Tribune. Moi, jeune psychiatre, vivant à 700 kilomètres des miens

Par La Rédaction

Rokaya Benjelloun, 31 ans, est psychiatre et travaille dans un centre médical à Tiznit. A 700 kilomètres de la « grande ville ». Témoignage.

Je n’irai pas à la marche des étudiants et des médecins en formation. Ce n’est pas faute d’en avoir envie, mais le fait est que je suis médecin spécialiste, affectée à 700 kilomètres de la « grande ville », seule, avec un bébé de neuf mois et d’astreinte.

Je travaille cinq jours par semaines et quatre semaines par mois. Je suis actuellement d’astreinte donc appelable et devant, si nécessaire être à l’hôpital dans les soixante minutes suivant l’appel.  Seule, avec un bébé de neuf mois qui dort et que j’aurais le choix de laisser seul dans son lit, ou de trimbaler dans ma voiture.

Seule et d’astreinte et jeune spécialiste donc payée…pas beaucoup. Pas assez pour faire oublier que je suis loin des miens, avec un enfant en très bas âge, susceptible de tomber malade, de tomber tout court et que je devrais gérer seule, à 700 kms de la grande ville.

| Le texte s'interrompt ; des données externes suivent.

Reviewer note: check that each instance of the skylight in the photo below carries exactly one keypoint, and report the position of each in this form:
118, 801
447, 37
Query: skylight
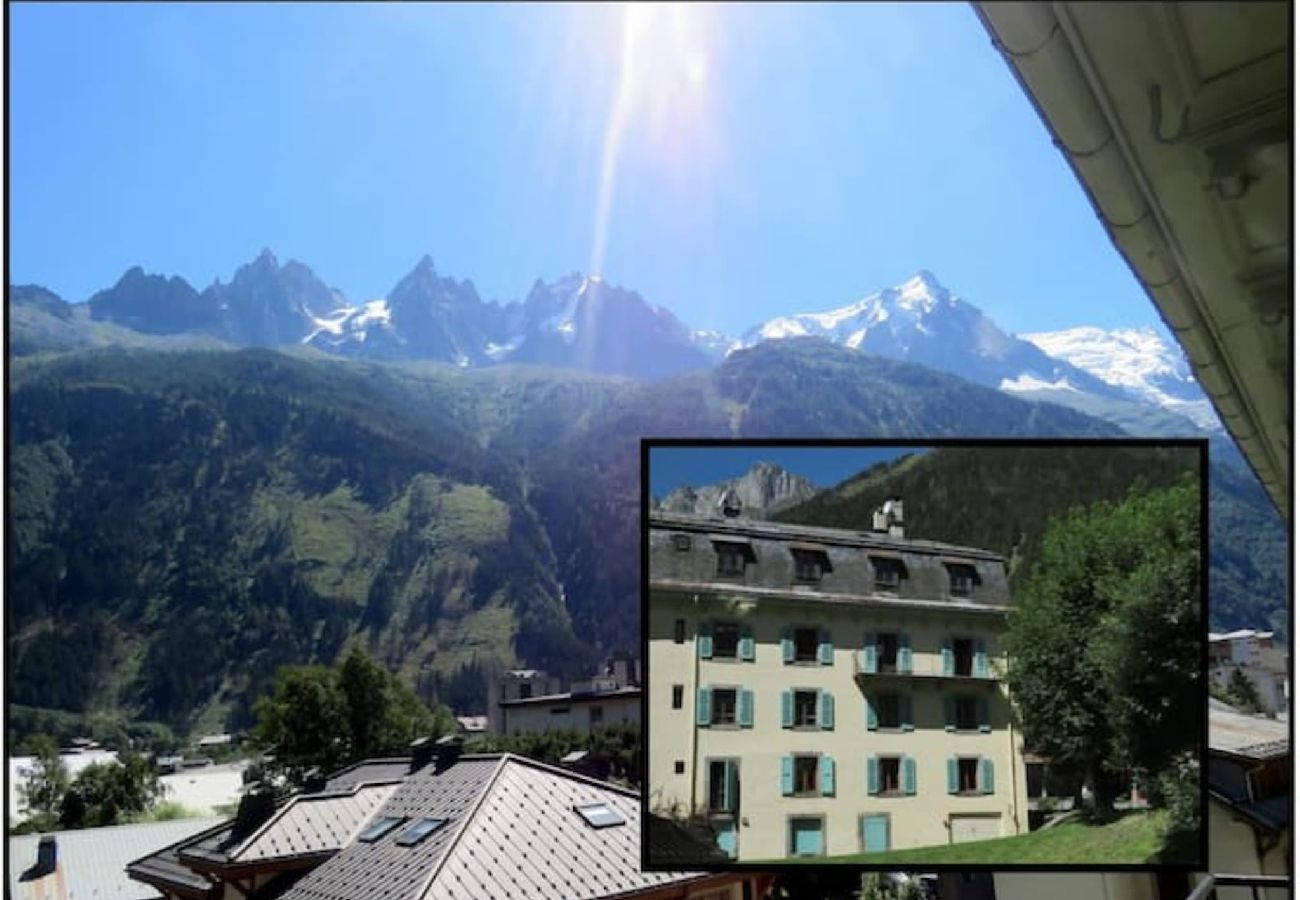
419, 831
599, 816
380, 827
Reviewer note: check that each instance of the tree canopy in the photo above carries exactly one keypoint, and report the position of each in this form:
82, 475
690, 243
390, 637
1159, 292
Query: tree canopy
324, 718
1104, 643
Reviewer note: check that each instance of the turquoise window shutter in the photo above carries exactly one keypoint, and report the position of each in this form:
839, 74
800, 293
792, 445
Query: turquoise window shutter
875, 834
827, 777
827, 710
746, 644
705, 641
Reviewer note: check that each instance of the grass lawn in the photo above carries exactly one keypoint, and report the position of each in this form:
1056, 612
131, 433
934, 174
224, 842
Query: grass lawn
1135, 838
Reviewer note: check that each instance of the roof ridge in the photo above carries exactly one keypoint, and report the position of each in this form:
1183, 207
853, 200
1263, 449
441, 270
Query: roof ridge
460, 829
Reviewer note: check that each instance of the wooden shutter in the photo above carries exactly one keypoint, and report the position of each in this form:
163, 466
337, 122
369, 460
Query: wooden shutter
827, 766
746, 643
827, 710
702, 708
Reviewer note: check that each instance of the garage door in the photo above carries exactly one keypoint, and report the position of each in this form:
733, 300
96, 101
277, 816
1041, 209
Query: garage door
975, 827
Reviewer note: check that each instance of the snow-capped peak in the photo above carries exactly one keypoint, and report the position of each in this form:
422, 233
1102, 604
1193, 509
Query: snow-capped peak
1140, 360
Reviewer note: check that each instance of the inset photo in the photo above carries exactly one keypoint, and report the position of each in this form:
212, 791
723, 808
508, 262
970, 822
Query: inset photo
927, 654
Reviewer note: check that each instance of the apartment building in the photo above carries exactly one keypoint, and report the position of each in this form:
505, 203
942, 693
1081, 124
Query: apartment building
822, 692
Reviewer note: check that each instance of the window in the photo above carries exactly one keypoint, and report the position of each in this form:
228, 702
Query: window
723, 786
887, 653
806, 836
809, 565
805, 774
891, 780
805, 709
806, 644
961, 580
380, 827
732, 558
889, 572
967, 775
419, 831
963, 656
966, 714
723, 706
726, 640
599, 816
888, 713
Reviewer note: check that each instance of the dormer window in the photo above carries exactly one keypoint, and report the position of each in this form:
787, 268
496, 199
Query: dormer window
961, 579
810, 562
732, 555
889, 572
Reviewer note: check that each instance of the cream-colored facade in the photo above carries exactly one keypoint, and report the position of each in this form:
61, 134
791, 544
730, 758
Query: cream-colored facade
901, 735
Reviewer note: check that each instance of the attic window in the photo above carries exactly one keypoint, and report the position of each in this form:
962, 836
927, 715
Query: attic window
599, 816
419, 831
380, 827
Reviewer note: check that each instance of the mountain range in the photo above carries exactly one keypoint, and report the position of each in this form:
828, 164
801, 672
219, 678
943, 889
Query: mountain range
1132, 377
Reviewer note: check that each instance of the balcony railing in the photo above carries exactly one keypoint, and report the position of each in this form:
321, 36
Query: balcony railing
1205, 890
922, 666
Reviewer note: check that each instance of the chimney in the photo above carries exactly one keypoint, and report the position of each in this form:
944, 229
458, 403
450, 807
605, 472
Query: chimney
447, 752
255, 808
47, 856
421, 753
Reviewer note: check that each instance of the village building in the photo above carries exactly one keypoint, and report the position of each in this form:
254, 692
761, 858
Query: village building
436, 826
823, 692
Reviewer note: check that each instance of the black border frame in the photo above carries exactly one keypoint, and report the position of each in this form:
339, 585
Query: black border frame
649, 444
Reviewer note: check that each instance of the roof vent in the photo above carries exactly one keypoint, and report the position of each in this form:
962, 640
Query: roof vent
729, 503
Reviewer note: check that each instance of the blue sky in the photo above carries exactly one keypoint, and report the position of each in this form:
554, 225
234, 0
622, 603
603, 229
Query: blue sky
826, 467
731, 163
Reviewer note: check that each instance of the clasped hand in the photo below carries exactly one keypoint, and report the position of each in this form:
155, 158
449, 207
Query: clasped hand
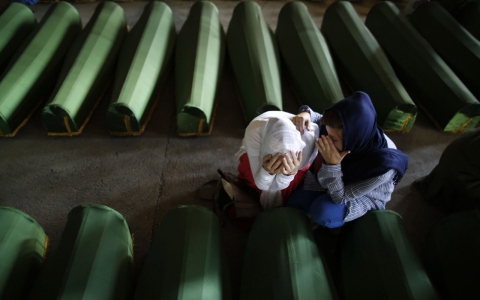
282, 163
329, 152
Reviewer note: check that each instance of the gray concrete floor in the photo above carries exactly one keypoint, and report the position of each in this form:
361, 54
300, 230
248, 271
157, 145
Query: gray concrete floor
144, 177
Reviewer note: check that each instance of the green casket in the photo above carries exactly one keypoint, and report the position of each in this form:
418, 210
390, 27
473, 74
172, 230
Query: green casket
469, 18
186, 259
255, 60
93, 259
452, 255
282, 260
23, 244
364, 66
86, 72
16, 22
379, 262
307, 58
31, 73
458, 48
142, 67
199, 57
424, 74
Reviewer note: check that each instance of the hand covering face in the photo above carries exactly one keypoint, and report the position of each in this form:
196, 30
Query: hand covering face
369, 154
280, 136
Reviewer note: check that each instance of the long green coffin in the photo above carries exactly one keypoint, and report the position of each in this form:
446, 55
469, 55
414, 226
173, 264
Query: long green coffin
142, 67
186, 258
199, 57
452, 255
307, 58
365, 67
93, 259
379, 262
23, 244
86, 72
35, 66
424, 74
255, 60
458, 48
16, 22
469, 18
282, 260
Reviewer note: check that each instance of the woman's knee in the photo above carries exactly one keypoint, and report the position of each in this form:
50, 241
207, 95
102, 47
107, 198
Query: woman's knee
326, 213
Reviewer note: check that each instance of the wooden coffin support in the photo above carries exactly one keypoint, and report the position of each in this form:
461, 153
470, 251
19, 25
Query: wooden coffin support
142, 68
199, 59
367, 57
86, 72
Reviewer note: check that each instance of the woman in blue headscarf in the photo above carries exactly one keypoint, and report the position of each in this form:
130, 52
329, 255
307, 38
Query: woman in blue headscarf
360, 167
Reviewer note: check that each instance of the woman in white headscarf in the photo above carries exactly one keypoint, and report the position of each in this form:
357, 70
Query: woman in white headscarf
275, 156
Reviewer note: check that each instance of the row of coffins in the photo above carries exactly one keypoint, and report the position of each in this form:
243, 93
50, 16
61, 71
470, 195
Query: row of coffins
186, 260
429, 58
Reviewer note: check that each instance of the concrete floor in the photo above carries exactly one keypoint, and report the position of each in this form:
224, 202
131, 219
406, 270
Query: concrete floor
144, 177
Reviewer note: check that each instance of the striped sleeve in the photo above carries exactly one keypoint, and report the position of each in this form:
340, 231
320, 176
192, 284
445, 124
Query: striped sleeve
330, 177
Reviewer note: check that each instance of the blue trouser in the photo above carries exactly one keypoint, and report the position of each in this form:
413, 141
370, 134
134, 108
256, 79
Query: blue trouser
319, 206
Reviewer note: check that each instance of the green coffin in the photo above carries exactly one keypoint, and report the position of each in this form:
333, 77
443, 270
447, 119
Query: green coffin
379, 262
469, 18
93, 259
23, 245
199, 59
35, 66
307, 58
362, 63
86, 72
142, 67
16, 22
282, 260
458, 48
424, 74
186, 258
255, 60
452, 255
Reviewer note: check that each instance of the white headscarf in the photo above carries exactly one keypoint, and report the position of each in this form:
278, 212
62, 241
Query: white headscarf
280, 136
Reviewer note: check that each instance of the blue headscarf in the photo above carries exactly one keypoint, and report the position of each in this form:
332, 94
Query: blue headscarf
369, 154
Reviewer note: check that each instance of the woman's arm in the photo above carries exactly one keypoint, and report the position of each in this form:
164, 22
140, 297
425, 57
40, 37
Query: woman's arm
380, 187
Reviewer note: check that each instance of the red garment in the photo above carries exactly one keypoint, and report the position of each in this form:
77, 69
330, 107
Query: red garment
245, 174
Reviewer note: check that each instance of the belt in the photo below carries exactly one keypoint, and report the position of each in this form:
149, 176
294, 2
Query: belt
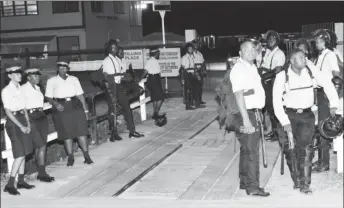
65, 99
32, 110
299, 110
18, 112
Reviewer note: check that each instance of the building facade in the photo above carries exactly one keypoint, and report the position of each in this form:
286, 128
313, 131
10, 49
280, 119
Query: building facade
67, 25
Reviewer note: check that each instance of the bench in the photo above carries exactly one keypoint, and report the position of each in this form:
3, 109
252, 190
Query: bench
7, 153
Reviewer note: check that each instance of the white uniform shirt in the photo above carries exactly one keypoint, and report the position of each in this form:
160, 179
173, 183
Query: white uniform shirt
188, 61
60, 88
273, 59
327, 62
152, 66
33, 96
13, 98
300, 98
111, 65
198, 57
244, 76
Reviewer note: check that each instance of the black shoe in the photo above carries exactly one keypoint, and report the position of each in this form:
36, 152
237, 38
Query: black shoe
200, 106
11, 190
189, 108
45, 178
115, 137
70, 161
321, 168
257, 192
135, 135
88, 161
24, 185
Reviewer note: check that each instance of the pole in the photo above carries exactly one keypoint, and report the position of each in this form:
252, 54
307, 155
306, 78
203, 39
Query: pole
162, 15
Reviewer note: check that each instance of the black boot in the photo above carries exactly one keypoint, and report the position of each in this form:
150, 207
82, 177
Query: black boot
307, 171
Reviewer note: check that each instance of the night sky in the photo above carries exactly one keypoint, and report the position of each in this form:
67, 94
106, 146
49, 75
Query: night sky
228, 18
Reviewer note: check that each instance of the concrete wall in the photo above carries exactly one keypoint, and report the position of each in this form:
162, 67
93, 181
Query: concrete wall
45, 18
101, 26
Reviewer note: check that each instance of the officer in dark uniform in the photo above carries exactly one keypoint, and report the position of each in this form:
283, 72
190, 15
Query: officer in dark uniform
191, 79
34, 102
69, 111
293, 97
328, 64
18, 128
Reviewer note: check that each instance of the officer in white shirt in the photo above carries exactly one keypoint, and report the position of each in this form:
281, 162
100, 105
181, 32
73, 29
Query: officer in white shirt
294, 89
244, 77
34, 102
274, 59
69, 111
328, 64
199, 61
17, 127
152, 69
113, 73
192, 84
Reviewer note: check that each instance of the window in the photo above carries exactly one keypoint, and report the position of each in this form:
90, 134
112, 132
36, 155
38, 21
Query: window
65, 6
135, 13
18, 8
118, 7
97, 6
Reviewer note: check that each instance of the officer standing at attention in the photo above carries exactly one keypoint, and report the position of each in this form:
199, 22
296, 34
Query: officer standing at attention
17, 127
244, 77
328, 64
113, 73
34, 101
274, 60
198, 57
152, 69
191, 82
69, 111
294, 89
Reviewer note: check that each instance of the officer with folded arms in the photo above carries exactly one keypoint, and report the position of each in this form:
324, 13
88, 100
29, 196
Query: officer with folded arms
294, 89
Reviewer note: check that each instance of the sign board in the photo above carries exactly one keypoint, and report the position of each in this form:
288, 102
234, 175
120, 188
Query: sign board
161, 6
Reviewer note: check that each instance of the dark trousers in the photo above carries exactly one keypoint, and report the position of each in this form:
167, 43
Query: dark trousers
249, 156
192, 88
124, 103
303, 128
324, 112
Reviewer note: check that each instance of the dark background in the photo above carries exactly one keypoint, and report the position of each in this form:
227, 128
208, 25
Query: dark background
234, 18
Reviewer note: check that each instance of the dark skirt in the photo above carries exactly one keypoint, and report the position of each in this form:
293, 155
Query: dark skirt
155, 87
71, 122
22, 144
39, 128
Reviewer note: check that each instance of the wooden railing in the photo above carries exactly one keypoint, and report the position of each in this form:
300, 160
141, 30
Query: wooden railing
7, 153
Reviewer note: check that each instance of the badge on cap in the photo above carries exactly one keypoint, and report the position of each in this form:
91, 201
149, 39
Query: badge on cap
14, 69
32, 71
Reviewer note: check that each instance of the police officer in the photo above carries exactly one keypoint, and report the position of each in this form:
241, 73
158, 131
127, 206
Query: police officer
34, 101
244, 77
274, 59
18, 128
113, 73
328, 64
192, 80
199, 60
69, 111
294, 89
152, 69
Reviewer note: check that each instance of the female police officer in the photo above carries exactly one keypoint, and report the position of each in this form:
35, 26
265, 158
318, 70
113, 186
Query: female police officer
34, 101
69, 111
17, 127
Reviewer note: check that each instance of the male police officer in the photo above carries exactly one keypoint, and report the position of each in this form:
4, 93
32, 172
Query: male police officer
244, 78
293, 97
274, 59
328, 64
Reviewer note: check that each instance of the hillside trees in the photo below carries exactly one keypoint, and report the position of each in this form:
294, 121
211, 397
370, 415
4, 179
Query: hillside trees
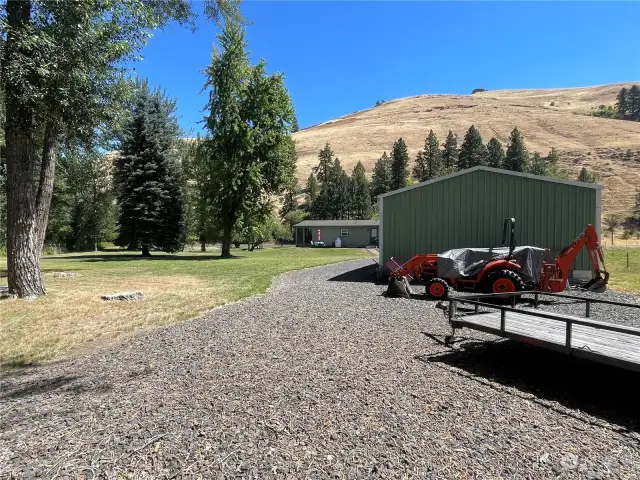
450, 152
399, 165
250, 155
381, 177
360, 207
495, 153
62, 75
429, 161
517, 157
147, 178
472, 151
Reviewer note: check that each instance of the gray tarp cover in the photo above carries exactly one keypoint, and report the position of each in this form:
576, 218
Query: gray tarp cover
467, 262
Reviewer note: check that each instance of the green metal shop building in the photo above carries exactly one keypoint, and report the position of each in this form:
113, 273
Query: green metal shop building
468, 208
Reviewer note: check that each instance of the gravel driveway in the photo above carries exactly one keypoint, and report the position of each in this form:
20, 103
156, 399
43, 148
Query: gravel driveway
321, 377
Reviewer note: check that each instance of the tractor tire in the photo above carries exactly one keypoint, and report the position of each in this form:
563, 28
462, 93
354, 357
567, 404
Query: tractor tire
437, 289
504, 281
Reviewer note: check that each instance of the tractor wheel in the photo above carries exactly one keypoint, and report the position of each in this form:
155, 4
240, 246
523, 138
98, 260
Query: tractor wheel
504, 281
437, 288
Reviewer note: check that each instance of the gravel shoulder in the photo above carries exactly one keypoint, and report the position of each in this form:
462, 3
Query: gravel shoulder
321, 377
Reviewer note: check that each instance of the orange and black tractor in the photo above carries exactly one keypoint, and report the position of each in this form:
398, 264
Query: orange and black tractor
503, 274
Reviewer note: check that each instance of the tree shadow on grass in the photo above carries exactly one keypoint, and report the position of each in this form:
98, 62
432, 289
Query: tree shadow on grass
128, 258
600, 390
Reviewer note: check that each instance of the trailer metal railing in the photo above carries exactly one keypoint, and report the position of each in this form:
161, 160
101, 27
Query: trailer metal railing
456, 322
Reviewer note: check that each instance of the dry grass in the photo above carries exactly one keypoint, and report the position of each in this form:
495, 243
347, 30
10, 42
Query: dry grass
176, 288
599, 144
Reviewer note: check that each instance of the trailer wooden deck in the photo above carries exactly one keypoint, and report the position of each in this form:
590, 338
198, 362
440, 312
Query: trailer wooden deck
603, 342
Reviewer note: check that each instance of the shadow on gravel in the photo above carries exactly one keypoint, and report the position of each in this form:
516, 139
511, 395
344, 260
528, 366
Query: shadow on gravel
603, 391
366, 274
37, 387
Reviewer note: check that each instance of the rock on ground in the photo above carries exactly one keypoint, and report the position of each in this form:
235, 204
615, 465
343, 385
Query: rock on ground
319, 378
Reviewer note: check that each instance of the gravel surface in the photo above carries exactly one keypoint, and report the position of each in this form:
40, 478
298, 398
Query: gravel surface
321, 377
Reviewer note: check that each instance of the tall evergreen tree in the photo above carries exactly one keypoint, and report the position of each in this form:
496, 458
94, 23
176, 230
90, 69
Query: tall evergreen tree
586, 176
311, 191
450, 152
420, 167
432, 157
325, 164
634, 103
472, 151
517, 157
149, 190
251, 152
538, 165
289, 198
360, 197
381, 177
495, 153
622, 105
399, 165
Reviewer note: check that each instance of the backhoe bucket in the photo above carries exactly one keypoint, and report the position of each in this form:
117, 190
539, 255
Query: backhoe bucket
596, 285
398, 287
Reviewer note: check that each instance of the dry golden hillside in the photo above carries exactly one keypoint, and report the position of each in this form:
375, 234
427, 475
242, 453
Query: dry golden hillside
547, 118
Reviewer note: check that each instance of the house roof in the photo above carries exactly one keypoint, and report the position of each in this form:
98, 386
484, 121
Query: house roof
496, 170
338, 223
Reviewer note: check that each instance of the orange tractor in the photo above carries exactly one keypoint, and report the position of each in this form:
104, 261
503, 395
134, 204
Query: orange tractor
518, 269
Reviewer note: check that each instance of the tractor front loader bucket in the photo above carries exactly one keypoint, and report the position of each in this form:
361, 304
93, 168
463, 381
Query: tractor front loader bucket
398, 287
596, 285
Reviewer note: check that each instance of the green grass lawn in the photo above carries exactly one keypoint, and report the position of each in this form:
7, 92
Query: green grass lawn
623, 278
176, 288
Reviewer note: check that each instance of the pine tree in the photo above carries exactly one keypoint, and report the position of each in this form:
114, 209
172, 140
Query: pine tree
325, 164
622, 105
538, 165
586, 177
472, 151
495, 153
311, 191
634, 103
289, 198
450, 152
399, 165
432, 157
517, 158
149, 190
381, 177
420, 167
360, 207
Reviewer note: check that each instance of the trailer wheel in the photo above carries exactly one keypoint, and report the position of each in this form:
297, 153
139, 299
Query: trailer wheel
437, 288
505, 281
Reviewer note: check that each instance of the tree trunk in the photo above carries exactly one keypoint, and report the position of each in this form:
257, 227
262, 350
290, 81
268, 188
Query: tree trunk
226, 242
23, 252
45, 186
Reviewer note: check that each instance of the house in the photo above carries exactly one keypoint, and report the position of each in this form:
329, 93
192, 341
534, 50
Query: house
352, 233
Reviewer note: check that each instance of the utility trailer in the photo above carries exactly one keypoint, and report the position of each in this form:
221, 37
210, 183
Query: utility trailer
603, 342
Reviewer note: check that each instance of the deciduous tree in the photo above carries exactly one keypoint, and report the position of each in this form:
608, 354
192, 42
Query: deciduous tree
249, 117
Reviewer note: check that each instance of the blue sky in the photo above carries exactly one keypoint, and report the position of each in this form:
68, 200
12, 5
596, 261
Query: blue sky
340, 57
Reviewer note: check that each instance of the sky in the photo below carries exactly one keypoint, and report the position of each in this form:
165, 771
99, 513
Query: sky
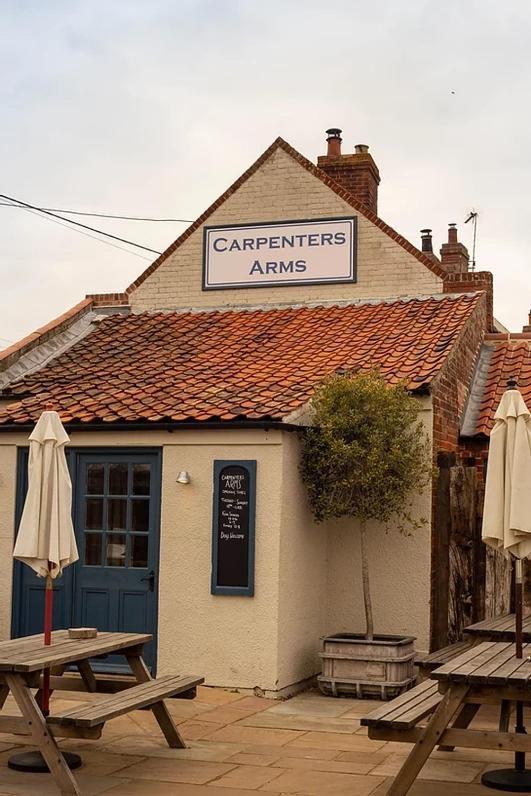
155, 108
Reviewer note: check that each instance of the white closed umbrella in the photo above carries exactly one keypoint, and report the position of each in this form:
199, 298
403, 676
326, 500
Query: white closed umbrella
46, 540
507, 527
507, 508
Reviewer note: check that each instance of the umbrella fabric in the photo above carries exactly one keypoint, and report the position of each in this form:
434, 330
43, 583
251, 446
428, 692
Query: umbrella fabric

J’entends un peu partout scander « aller travailler loin de chez nous pendant deux ans, oui mais seulement si on est fonctionnaires ». Seule, à 700 Kms de la grande ville, en train de laver les biberons de mon fils de neuf mois, je souris.

Attention à ce que vous demandez jeunes gens, vous risquez de l’obtenir.

En ce qui me concerne, Être fonctionnaire, je l’ai voulu, je l’ai désiré et je l’ai eu….dans l’os. Grosse fracture de l’os des illusions avec cal vicieux. La plupart de ceux qui battront le pavé sont des femmes, des mères, ou des mères en devenir. Je les invite à bien y réfléchir et à envisager ne serait ce qu’une seconde ce que c’est de devoir confier son fils à une collègue à qui l’on a dit bonjour deux fois, parce qu’une énième nounou vous aura planté la veille à 20h. Dire merci et au revoir, pleurer dans sa voiture, se maquiller et aller voir les patients venus de très loin et qui ont pour certains des rendez vous donnés depuis huit mois. Retrouver son gamin à 16h, avec le sentiment du devoir accompli, la satisfaction d’avoir « assumé son choix ».

Assumer son choix, c’est bien, c’est beau, c’est noble mais ça fait produire des radicaux libre, du cortisol et beaucoup d’amertume.

J’invite ces jeunes femmes médecins à regarder autour d’elles, à considérer le nombre de jeunes spécialistes affectés qui ont déposé leurs demandes de démissions. Ce n’est pas faute d’aimer leurs patients. Le seul truc bien dans toute cette merde, c’est eux.